We interrupt BAC execs whining about stock-heavy bonuses to point out that Charlotte housing remains in deep trouble.

Composite housing prices dove faster in the last quarter of 2009 in Charlotte than the national 10-city average drop of 1.4 percent. Charlotte’s fall of 4.4 percent was one of the steeper drops among large urban areas.

In fact, the Altos Research data set unmistakably points to a double-dip in housing prices, with a new bottom coming in the months ahead.

Elsewhere, looking back on housing price info suggests that we have another 22 percent to shave off of housing prices nationally before we return to a sustainable price-point. But what are our dopey government officials trying to do? Stop this correction in its tracks.

Michael David White, a mortgage broker in Chicago, explains in detail:

The general feeling is that foreclosures are terrible and should be stopped because of the distress they bring both to a family and a neighborhood. The more important truth, widely ignored, is that foreclosures promise to bring back cheap prices. We know from the first chart in this story that lower prices are natural.

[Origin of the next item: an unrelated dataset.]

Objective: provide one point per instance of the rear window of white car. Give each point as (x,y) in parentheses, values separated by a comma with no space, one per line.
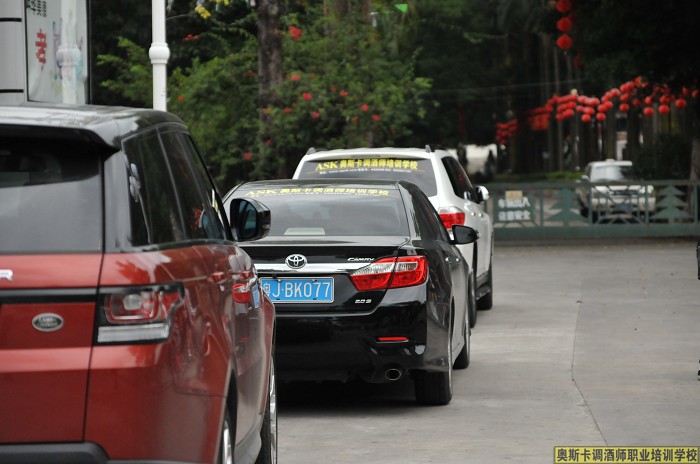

In our post-bubble world, foreclosures are the surest mechanism for creating affordable housing. Consumer advocates should now welcome this method of price correction. Those true to their mission will embrace a mass-foreclosure remedy.

White also notes that higher housing prices really do not help us, the consumer. But he does not mention who does benefit from higher housing prices — bankers, developers, Realtors, and local governments. All see more zeroes added to the checks made out to them with a massive housing price bubble in place.

They do not mind that America’s overall debt capacity is tapped out. Borrowed dollars are chasing borrowed dollars and round and round we go. And we are surprised that December retail sales fell?

With real unemployment stuck at 10.5 percent nationally — and 12 percent locally — there is no real reason to believe this is going to change any time soon.